33

1K 70 37
                                    

"sen öldürdün..." diyerek üstüme gelen Afetin yüzü yavaş yavaş silikleşmeye başladığında gözlerimi araladım. Kendimi karanlık odamda bulmak bekleyeceğim en son işti.

Aylardır yaşadığım her şey bünyemde iz bırakıyordu ve bitmek bilmeyen kabuslar beynimin içini acıtmaya başlamıştı. Saat akşam sekizdi. Yemek zamanı olduğunu anladığımda yatağımdan kalktım ve hırkamı giyip odamdan çıktım.

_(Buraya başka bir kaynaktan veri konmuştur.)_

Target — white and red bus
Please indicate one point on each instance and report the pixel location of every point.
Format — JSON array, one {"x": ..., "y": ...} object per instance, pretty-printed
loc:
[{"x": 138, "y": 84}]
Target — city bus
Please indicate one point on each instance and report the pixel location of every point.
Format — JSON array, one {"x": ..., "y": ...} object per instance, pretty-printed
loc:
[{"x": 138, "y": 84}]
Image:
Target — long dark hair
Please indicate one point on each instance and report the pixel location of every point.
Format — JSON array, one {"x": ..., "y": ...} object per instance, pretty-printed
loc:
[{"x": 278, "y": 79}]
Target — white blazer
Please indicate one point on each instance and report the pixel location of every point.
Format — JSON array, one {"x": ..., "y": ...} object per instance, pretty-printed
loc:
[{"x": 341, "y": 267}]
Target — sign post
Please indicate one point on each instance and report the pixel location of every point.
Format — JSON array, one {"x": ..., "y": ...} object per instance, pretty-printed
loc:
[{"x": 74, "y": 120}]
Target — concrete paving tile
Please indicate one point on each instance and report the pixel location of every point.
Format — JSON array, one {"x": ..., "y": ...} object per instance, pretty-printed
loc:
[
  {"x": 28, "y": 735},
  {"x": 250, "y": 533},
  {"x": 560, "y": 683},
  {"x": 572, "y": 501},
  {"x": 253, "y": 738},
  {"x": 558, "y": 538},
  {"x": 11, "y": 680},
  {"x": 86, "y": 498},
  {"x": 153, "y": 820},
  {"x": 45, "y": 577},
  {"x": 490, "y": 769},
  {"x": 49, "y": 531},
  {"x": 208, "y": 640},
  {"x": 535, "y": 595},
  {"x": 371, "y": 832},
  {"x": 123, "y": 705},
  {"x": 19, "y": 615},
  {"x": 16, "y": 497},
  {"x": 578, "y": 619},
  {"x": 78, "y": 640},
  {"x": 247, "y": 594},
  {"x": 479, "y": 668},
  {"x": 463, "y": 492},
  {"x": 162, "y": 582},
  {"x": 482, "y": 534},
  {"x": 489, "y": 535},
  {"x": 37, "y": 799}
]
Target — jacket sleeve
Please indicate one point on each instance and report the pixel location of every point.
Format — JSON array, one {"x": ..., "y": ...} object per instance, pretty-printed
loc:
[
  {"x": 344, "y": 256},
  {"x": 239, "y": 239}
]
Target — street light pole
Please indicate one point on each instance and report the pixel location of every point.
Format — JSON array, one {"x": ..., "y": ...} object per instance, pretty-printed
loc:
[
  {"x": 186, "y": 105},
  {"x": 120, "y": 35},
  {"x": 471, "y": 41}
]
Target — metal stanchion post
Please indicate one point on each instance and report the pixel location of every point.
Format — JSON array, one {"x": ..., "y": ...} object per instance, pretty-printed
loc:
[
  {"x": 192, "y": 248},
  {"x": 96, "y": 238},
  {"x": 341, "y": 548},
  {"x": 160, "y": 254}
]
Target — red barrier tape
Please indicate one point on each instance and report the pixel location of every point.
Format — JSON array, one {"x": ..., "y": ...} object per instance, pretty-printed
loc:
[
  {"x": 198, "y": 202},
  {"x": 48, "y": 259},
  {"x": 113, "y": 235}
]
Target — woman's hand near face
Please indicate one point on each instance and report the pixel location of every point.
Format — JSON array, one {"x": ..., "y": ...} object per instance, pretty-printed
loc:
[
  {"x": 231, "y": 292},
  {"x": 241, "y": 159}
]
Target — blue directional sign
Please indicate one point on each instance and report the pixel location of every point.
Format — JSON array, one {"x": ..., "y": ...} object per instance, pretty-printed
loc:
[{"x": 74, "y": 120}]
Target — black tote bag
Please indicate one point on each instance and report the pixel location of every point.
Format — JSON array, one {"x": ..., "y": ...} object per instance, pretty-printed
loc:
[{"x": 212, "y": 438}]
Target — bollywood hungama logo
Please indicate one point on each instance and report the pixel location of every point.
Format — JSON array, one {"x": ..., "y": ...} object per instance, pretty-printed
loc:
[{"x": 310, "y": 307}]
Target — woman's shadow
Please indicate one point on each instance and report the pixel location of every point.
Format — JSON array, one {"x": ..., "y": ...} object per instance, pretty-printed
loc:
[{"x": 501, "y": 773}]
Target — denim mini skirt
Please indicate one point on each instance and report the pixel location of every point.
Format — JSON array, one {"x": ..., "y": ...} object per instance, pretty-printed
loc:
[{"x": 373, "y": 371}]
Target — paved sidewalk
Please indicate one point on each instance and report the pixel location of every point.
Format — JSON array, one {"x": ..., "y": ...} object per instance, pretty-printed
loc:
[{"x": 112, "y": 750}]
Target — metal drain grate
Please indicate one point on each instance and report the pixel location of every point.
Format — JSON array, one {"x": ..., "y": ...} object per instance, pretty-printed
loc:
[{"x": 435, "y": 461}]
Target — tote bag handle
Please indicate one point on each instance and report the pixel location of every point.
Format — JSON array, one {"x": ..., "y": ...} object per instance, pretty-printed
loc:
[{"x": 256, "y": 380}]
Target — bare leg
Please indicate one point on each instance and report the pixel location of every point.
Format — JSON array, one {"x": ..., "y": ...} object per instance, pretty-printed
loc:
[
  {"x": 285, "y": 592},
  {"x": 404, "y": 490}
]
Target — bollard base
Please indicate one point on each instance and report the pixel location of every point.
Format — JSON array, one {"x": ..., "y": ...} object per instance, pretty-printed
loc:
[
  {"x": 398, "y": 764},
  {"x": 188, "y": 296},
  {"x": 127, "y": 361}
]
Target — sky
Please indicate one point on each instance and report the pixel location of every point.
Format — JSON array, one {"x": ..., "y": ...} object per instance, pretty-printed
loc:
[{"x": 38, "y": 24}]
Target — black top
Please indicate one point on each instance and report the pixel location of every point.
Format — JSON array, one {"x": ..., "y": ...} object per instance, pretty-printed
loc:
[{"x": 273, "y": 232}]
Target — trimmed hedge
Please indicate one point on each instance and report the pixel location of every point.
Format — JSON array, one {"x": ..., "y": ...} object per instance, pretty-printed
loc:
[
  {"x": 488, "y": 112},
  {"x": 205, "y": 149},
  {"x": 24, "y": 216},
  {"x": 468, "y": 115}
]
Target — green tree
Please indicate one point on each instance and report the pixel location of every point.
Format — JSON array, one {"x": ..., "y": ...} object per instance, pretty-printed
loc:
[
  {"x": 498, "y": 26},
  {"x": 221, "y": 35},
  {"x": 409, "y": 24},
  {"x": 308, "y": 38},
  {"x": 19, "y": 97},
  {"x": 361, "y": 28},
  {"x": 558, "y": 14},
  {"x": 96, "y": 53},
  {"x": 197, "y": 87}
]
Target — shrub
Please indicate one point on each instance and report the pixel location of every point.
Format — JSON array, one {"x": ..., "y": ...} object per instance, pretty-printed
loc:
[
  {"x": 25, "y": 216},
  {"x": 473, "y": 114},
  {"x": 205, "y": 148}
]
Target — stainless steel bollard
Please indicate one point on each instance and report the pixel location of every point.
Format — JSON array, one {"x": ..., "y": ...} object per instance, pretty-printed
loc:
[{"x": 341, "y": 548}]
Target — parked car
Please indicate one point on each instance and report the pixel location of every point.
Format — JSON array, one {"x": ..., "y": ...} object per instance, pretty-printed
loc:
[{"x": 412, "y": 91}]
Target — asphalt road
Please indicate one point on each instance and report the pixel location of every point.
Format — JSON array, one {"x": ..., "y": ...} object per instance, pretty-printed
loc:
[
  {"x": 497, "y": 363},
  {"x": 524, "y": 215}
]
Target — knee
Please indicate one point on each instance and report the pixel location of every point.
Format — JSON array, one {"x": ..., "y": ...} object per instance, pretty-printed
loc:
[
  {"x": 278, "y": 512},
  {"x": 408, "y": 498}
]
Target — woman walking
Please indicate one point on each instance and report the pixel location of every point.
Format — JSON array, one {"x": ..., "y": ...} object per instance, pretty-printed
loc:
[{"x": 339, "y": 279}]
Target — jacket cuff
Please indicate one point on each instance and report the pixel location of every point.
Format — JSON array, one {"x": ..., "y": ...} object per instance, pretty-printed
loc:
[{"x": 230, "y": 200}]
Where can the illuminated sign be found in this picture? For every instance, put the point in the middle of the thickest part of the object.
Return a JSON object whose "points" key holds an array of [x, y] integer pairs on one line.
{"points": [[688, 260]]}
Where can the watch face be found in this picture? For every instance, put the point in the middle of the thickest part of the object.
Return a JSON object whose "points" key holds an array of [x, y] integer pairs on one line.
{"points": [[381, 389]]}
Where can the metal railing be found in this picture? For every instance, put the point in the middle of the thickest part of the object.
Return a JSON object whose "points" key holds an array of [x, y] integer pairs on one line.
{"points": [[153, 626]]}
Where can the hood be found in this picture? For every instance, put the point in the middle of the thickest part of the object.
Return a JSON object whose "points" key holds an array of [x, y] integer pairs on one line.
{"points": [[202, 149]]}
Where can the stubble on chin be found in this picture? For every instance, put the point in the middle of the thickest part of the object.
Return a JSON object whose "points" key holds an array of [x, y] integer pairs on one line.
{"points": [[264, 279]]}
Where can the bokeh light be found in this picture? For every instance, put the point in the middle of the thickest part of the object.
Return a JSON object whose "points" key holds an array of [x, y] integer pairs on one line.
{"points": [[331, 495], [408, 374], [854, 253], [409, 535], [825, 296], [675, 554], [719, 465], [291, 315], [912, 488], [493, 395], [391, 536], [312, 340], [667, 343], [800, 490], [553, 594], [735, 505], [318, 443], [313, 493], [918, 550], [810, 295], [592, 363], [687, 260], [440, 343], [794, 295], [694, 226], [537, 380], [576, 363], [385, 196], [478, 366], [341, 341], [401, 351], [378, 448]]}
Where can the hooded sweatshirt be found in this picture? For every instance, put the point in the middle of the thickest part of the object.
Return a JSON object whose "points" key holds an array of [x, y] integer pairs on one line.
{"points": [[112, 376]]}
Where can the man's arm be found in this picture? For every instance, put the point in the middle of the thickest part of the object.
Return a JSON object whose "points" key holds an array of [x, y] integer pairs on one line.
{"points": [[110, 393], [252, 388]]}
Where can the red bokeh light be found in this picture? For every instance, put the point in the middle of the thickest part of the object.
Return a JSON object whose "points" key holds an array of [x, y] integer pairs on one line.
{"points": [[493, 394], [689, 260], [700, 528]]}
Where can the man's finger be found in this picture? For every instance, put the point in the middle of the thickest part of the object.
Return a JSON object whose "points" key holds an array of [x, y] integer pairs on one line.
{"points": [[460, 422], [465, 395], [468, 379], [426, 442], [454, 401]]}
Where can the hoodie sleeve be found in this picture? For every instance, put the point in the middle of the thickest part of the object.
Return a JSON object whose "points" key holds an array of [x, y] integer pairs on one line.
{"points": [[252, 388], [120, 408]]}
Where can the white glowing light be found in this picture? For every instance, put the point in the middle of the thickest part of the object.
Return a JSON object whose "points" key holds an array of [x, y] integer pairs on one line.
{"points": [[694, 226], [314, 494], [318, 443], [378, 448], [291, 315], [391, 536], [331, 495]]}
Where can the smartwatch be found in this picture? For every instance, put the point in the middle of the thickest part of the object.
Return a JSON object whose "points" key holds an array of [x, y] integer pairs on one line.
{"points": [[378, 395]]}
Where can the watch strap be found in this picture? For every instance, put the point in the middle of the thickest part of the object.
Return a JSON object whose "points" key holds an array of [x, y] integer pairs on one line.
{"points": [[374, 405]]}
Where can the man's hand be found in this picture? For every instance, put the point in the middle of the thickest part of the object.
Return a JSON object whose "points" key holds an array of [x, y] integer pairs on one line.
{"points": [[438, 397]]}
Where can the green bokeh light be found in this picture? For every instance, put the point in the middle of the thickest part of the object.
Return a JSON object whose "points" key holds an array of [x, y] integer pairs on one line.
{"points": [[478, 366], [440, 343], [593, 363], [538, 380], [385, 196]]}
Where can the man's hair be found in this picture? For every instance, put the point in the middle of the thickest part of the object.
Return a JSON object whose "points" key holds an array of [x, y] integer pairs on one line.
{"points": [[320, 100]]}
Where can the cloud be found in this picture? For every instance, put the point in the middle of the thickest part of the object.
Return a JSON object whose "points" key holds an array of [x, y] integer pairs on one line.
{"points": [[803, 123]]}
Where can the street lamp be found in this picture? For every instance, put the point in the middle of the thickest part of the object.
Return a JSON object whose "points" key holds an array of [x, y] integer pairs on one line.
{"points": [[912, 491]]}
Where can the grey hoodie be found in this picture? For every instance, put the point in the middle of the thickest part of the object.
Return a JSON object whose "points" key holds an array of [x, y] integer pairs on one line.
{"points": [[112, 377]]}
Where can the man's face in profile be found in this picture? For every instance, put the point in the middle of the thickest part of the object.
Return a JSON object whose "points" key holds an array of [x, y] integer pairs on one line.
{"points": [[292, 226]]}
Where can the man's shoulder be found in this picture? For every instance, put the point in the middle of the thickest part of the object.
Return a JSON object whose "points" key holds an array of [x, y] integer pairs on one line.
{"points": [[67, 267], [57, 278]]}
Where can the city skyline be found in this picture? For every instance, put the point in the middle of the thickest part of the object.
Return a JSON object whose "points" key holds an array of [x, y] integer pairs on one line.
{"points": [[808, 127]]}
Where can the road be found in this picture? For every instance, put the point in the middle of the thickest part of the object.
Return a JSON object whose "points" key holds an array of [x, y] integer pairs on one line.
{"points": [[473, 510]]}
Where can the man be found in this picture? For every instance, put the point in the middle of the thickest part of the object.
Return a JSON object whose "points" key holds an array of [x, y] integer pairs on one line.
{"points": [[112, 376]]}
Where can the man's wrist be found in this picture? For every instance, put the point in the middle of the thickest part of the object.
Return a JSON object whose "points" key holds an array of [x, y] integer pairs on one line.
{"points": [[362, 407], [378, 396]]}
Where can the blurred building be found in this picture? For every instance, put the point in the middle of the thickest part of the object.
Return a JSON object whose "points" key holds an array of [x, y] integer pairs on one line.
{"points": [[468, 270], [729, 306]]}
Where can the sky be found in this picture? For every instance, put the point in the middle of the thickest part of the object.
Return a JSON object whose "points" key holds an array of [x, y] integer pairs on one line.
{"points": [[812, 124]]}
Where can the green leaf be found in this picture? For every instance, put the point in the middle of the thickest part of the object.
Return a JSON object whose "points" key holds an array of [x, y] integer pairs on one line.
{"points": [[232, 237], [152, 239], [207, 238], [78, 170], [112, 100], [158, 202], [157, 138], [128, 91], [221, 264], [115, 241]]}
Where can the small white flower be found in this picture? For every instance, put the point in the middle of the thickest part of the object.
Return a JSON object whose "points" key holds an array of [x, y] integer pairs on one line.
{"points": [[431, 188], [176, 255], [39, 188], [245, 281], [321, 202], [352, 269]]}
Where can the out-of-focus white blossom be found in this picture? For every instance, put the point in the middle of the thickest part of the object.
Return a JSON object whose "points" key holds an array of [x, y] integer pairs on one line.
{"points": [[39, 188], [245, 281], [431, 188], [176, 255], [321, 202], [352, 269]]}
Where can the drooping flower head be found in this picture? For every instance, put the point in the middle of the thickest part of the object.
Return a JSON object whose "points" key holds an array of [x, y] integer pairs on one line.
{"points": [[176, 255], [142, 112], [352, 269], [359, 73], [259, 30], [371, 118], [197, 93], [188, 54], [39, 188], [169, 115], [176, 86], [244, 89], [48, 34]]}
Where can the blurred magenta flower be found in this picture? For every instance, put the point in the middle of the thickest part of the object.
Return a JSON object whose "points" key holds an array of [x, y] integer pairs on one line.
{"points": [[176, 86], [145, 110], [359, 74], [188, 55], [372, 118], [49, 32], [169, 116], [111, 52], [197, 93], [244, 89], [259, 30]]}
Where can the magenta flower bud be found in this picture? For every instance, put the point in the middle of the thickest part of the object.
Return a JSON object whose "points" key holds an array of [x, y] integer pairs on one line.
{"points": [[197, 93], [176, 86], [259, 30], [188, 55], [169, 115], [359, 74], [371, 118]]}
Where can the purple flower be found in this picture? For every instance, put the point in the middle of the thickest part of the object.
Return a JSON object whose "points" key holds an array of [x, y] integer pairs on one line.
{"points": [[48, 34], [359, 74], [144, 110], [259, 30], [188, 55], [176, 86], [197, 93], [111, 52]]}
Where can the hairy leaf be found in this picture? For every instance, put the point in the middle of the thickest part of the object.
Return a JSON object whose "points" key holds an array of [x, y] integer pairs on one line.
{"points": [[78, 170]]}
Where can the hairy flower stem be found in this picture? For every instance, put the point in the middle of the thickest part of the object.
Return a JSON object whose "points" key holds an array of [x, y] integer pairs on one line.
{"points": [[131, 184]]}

Tamamen pijama ve terlik partisi yapar gibi yemeğe inmiştim. En son hatırladığım şey deli gibi bağıran ve koşan öğrencilerdi. Yarışmadan hemen sonra da ders bitmiş ve odalarımıza dağılmıştık.

Yemekhaneye indim ve sıraya girdim. Öğretmenlerin masasında onu fark etmiştim. Sanırım bugün belletmenlik sırası ondaydı. Bitmek bilmeyen uzun sıra sabırsızlanmama sebep oluyordu.

Ayakta bekleyecek halim yoktu. Aldığım tepsiyi arkadan gelen birinin eline tutuşturdum ve içecek bölümünden aldığım şeftali suyunu elimde sallayarak boş bir masaya oturdum.

İçeceğin kutusunu açarken kaşlarını çatarak bana bakan Farisin bakışları canımı sıkmıştı. Şeftali suyumu içerken elinde tepsiyle buraya yaklaşan Selimi görmüştüm. Yanıma gelmemesi için başımı çevirsem bile tepsiyi masaya koyup yanıma oturmuştu.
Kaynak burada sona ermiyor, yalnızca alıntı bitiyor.